In this way, the idea of the virus as a threat is located on German soil, as implied by the figurative and symbolic associations of the typically “German” animals, the bull and the bear. A third animal joins the bull and the bear in this row of zoological allusions: the badger, which is referenced in the headline. The Deutsche Aktienindex (DAX) was introduced in 1988, the same year the bull and bear sculptures were installed. The acronym DAX sounds similar to the German word for badger — der Dachs — making it easy to remember (more so than the equally plausible but unused acronym DAI). This example of linguistic homophony — words that happen to sound similar despite different spellings — is commonly utilised in journalism, including taking advantage of its humorous implications (see also another example related to animals: the acronym PIIGS introduced in 2010 to refer to five economically-disadvantaged EU countries, Portugal, Italy, Ireland, Greece, and Spain). In summary, we can state that the animals indicated here, both visually and phonetically, not only create subsidiary meanings but also infantilise the audience, diminishing their analytical faculties and stimulating an emotional response.
If we return to Matyushin’s colour experiments, which showed that yellow and violet are instantly perceptible as contrasting colours, it is not difficult to see how the following photograph, depicting brown coronavirus particles on a light-violet background (which links to an article entitled “Two Months Before Outbreak Coronavirus Simulation Predicts 65 Million Deaths”) rhymes perfectly with the yellow biohazard sign.
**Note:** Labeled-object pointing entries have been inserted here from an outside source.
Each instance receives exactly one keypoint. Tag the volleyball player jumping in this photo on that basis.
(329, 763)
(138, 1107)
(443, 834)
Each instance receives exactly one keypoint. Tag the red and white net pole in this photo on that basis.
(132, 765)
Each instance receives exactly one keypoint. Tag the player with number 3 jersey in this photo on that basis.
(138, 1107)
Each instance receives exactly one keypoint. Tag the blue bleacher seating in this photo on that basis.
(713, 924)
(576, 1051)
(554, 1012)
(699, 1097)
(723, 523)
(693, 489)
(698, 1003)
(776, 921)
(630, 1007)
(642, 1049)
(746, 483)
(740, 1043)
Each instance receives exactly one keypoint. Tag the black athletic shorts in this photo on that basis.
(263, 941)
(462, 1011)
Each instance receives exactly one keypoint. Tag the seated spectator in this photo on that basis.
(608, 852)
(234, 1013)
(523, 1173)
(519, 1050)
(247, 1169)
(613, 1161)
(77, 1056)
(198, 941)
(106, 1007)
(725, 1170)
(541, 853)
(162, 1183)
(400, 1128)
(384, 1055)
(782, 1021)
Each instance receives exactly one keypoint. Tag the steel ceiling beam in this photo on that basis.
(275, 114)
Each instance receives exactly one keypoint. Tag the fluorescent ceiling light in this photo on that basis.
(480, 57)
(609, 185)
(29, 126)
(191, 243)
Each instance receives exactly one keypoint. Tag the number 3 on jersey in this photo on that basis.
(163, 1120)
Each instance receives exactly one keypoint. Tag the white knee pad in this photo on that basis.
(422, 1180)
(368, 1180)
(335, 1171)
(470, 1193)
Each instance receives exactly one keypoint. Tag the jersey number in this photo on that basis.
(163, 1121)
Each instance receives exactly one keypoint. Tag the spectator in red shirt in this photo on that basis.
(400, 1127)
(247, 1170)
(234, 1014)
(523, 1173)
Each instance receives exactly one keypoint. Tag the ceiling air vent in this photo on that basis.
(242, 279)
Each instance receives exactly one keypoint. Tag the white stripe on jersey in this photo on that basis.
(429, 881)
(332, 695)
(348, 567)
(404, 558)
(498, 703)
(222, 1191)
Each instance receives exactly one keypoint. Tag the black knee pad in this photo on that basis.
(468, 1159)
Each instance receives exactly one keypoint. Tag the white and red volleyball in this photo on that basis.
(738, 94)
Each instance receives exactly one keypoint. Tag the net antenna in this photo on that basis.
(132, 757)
The eye is guided by colour indicators, adequate for ordinary perception, to glide towards the bottom of the page. The video report embedded at the end of the main text — “Coronavirus: Opinions on Worldwide Stockpiling” (lit. “hamster buying”) — replicates the same aesthetic techniques (animal imagery, red–yellow–violet colour scheme), reinforcing these already-formed blocks of meaning in the different and more easily comprehensible format of video. Thus, colour choices in the visual design of news material are far from accidental. Skilful use of colour, synthesising the graphic and textual layers of meaning, acts as a powerful factor in shaping the reader’s response.
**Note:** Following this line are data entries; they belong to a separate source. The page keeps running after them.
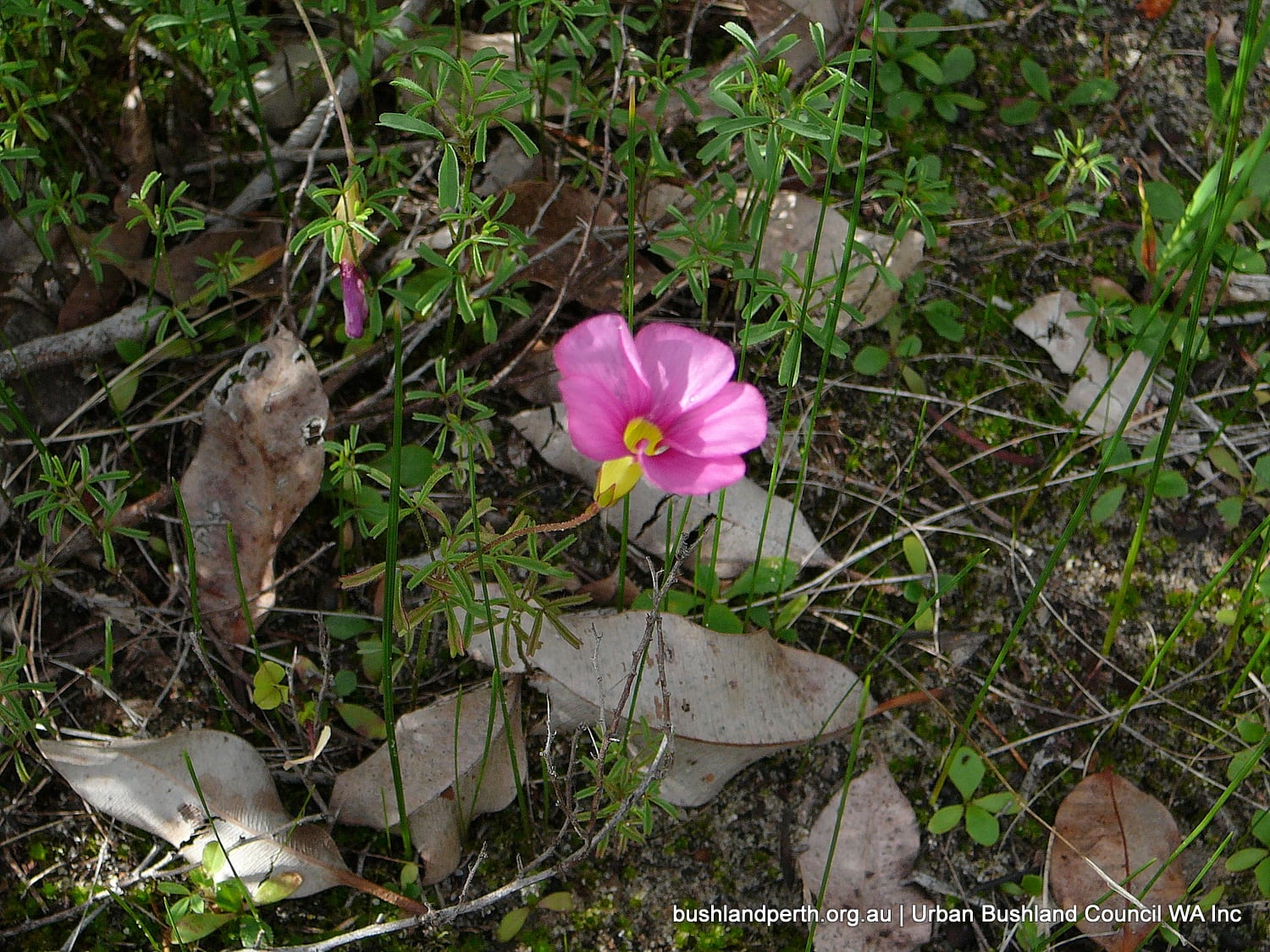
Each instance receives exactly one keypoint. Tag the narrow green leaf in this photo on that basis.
(870, 360)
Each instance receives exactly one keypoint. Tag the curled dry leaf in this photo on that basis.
(655, 517)
(876, 847)
(1052, 322)
(258, 465)
(147, 784)
(456, 763)
(733, 698)
(178, 273)
(1109, 832)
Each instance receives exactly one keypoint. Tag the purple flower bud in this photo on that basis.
(352, 281)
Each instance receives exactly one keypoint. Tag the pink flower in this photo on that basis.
(352, 282)
(662, 403)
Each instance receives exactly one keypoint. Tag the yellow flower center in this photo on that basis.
(619, 476)
(643, 437)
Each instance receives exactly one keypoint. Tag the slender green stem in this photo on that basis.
(390, 581)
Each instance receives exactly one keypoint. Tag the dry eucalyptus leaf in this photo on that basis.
(1052, 324)
(452, 768)
(774, 19)
(876, 847)
(653, 515)
(1127, 834)
(258, 465)
(147, 784)
(733, 698)
(792, 228)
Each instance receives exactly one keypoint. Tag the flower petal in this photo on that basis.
(682, 366)
(734, 421)
(686, 475)
(601, 349)
(352, 283)
(596, 418)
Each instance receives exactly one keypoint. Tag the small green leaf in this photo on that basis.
(967, 772)
(914, 555)
(983, 827)
(996, 802)
(721, 619)
(269, 688)
(924, 66)
(447, 179)
(1035, 76)
(1250, 728)
(345, 682)
(958, 63)
(362, 720)
(1231, 510)
(1020, 113)
(342, 627)
(1262, 825)
(1262, 470)
(870, 360)
(942, 316)
(792, 611)
(401, 122)
(277, 888)
(198, 926)
(1165, 202)
(213, 857)
(556, 901)
(1240, 763)
(1092, 93)
(512, 924)
(1171, 485)
(1105, 505)
(945, 819)
(1246, 860)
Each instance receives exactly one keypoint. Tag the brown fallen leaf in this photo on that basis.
(654, 515)
(258, 465)
(152, 784)
(792, 228)
(177, 274)
(774, 19)
(1053, 324)
(1109, 830)
(733, 698)
(549, 212)
(455, 766)
(875, 850)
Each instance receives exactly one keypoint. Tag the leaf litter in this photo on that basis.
(198, 787)
(258, 465)
(1112, 839)
(731, 700)
(873, 857)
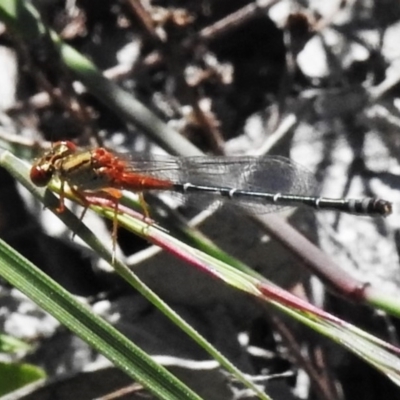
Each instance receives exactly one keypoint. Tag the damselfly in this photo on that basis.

 I refer here to data in the “2020 Security Report”/”Sicherheitsreport 2020”, a survey conducted by the Institut für Demoskopie Allensbach on behalf of the Zentrum für Strategie und Höhere Führung. 33% of respondents over the age of 16 said they fear poverty in old age, 27% fear loss of earnings, and 26% inflation. Only senile dementia and climate change were cited as greater causes of concern (42% and 40%, respectively). According to the 2020 Security Report’s special investigation into coronavirus (Sicherheitsreport 2020 Spezial Corona), conducted in mid-May 2020, 76% of respondents were concerned about the economic consequences of the pandemic.
Maria Zhukova is a Research Fellow at the Slavic department and Associated Fellow in Zukunftskolleg at Konstanz University in Germany. She leads a postdoctoral project ‘TV Discourses in Print Media, Film, and Literature in Late Soviet Russia of the 1950s-1980s‘.